Мне вдруг пришло в голову, что, если кто-нибудь
действительно предложит сэру Монтегю миллион фунтов, атмосфера старины и покоя
может потерять для него свою привлекательность, но дальше свою еретическую
мысль я развить не посмел.
– В конце концов, что такое деньги? – с тихим презрением
спросила миссис Уилдберн.
– Да... – сказал мистер Уилдберн и, опустив руку в карман
брюк, рассеянно забренчал монетами.
– Арчи! – с упреком сказала миссис Уилдберн.

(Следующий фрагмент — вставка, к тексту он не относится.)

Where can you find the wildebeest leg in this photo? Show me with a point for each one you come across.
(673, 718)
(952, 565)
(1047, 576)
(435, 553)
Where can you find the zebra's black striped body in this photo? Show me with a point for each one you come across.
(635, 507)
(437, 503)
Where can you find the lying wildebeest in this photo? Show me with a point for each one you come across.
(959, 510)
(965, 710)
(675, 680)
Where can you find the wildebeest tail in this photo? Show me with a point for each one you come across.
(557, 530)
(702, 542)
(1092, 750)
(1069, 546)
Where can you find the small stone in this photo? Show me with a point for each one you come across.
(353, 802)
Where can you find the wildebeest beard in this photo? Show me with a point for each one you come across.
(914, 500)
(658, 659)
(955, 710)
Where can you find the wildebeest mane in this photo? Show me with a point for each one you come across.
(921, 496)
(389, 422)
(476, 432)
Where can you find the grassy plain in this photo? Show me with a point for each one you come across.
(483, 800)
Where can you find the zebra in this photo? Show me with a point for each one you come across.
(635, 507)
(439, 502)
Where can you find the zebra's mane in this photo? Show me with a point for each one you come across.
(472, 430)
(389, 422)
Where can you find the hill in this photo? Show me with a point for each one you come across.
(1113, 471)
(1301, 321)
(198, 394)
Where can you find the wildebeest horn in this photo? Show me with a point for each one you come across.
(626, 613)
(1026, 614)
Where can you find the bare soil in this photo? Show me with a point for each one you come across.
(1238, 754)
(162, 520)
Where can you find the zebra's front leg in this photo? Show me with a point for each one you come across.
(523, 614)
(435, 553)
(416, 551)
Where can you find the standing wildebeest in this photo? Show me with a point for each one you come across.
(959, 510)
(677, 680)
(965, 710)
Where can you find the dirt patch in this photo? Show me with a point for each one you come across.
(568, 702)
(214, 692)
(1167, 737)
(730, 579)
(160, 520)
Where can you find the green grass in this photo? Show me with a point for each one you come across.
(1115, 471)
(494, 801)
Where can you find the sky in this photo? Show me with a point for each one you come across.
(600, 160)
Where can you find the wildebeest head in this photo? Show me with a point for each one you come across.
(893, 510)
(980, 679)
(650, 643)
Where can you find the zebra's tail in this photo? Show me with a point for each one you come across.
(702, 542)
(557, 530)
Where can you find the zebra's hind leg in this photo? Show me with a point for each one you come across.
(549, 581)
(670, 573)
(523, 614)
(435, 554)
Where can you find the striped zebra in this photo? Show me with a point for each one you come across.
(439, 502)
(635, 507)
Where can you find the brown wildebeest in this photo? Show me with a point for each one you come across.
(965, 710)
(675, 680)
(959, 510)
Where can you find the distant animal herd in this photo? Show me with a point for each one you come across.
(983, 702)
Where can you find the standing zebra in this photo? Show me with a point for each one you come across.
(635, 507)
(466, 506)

– Пардон, – сказал мистер Уилдберн, и бренчание
прекратилось.
– Боюсь, что в такой атмосфере непростительно говорить о
преступлении, – извиняющимся голосом сказал Пуаро.
– Отчего же, – милостиво помахал ему сэр Монтегю, –
преступление может быть художественно безупречным. Сыщик может быть художником.
Я, разумеется, не имею в виду полицию. Сегодня ко мне приходил полицейский
инспектор. Странный человек. Например, он никогда прежде не слыхал о Бенвенуто
Челлини.
– Он, наверное, приходил из-за Сильвии Уилкинсон? – с
нескрываемым любопытством спросила миссис Уилдберн.
– Мисс Уилкинсон очень повезло, что она находилась в вашем
доме прошлым вечером, – заметил Пуаро.
– Кажется, да, – отозвался сэр Монтегю. – Я пригласил ее,
поскольку знал, что она хороша собой и талантлива, и в надежде, что смогу
помочь ей советом. Она собирается возглавить собственное дело. Но, похоже, я
помог ей в чем-то совершенно ином.
– Сильвия всегда была удачливой, – сказала миссис Уилдберн.
– Она так хотела отделаться от Эджвера, и пожалуйста, нашелся кто-то,
избавивший ее от хлопот. Теперь она выйдет за молодого герцога Мертонского. Все
только об этом и говорят. Его мать в ужасе.